The Weekly Standard: Stephen Schwartz writes on “Iran’s Conspiracy Industry” and observes that “conspiracy theories have long flourished in the lands of Islam.” Schwartz offers a rundown of recent anti-Semitic television programming in Iran, warning, “all of this might seem like nothing more than typical, daily insanity in Iran.”

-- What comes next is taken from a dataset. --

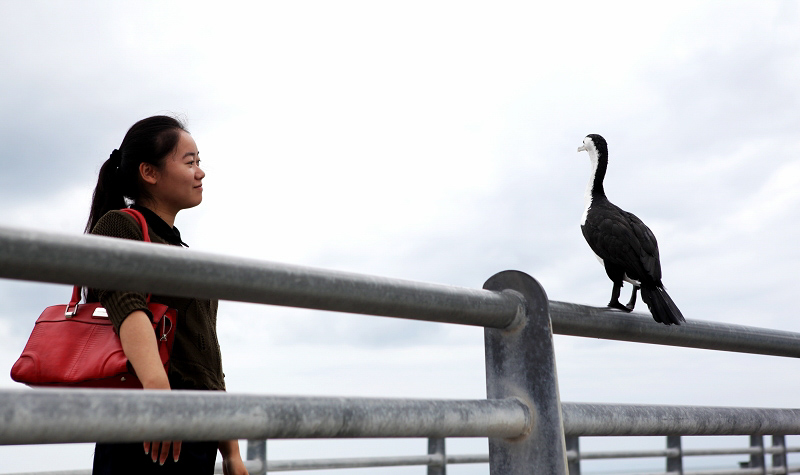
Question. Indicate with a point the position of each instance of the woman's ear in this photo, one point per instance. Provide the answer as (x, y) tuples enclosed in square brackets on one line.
[(148, 173)]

The Washington Post: Charles Krauthammer writes, “Of course, yesterday it was just George W. Bush, Tony Blair and a band of neocons with unusual hypnotic powers who dared challenge the received wisdom of Arab exceptionalism – the notion that Arabs, as opposed to East Asians, Latin Americans, Europeans and Africans, were uniquely allergic to democracy.” Krauthammer goes on to identify the new totalitarianism as “Islamism” and argues, “as in Soviet days, the threat is both internal and external. Iran, a mini-version of the old Soviet Union, has its own allies and satellites – Syria, Lebanon and Gaza – and its own Comintern, with agents operating throughout the region to extend Islamist influence and undermine pro-Western secular states.” He concludes, “We are, unwillingly again, parties to a long twilight struggle, this time with Islamism – most notably Iran, its proxies and its potential allies, Sunni and Shiite.”

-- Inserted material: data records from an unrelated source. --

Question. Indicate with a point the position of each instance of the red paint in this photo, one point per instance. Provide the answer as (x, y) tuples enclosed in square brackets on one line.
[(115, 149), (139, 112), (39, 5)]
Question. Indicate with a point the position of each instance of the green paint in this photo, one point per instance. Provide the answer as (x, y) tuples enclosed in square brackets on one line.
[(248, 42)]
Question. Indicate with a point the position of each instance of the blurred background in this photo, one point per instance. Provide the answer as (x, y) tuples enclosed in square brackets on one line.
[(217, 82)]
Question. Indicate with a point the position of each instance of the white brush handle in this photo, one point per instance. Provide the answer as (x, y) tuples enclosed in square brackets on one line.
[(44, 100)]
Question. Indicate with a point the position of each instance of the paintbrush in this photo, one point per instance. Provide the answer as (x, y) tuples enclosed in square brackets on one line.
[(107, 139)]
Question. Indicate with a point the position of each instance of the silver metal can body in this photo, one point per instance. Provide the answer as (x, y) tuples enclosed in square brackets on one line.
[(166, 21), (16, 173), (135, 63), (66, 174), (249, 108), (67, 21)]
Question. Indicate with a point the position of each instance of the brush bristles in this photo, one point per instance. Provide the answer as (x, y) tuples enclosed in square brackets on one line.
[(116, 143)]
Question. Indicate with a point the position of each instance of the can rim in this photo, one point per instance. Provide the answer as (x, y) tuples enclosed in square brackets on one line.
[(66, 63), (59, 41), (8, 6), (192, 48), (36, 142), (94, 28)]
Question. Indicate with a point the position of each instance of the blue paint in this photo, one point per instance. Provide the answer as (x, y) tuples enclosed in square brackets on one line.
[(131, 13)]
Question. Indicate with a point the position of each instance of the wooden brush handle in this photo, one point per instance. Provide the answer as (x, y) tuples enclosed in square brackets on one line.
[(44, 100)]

The Washington Post: Michael Gerson asks, “Do Egypt’s protests mean American decline?” He warns, “The emergence of a Sunni version of Iran in Egypt would be a major blow,” and “There’s a reason shahs are sometimes followed by mullahs – because religious extremism is the opiate of a humiliated people.”

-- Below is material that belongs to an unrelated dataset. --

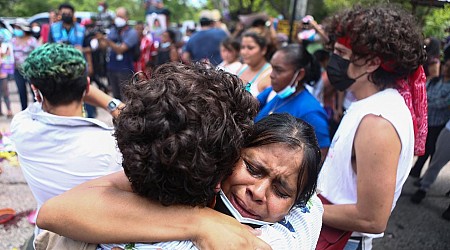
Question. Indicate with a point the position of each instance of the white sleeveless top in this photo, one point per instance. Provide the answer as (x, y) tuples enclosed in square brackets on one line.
[(337, 180)]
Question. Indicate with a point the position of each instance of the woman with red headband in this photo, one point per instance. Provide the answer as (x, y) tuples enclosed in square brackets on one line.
[(378, 53)]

National Review Online: The Foundation For Defense of Democracies’s Benjamin Weinthal blogs, “The failure of the West to energetically confront Iran’s bellicose policies might very well be revealed in the post-Mubarak era.” He argues, “Iran’s understanding of a new Egyptian political system mirrors the fiercely anti-democratic goals of the Muslim Brotherhood in Egypt.” Weinthal segues the jubilation over Hosni Mubarak’s resignation into a call for tighter sanctions on Iran, writing, “If the West, particularly the Obama administration, is serious about the business of democracy-promotion in Egypt and in the Muslim world, then an accelerated round of hard-hitting sanctions ought to be implemented against Iran’s energy sector… Crude-oil sanctions targeting Iran serve the twin goals of advancing democracy in Egypt and perhaps contributing to the demise of the Iranian regime.” He concludes, “In short, democratic change in Egypt is arguably contingent on blocking the spread of revolutionary Iranian Islam in the Middle East.”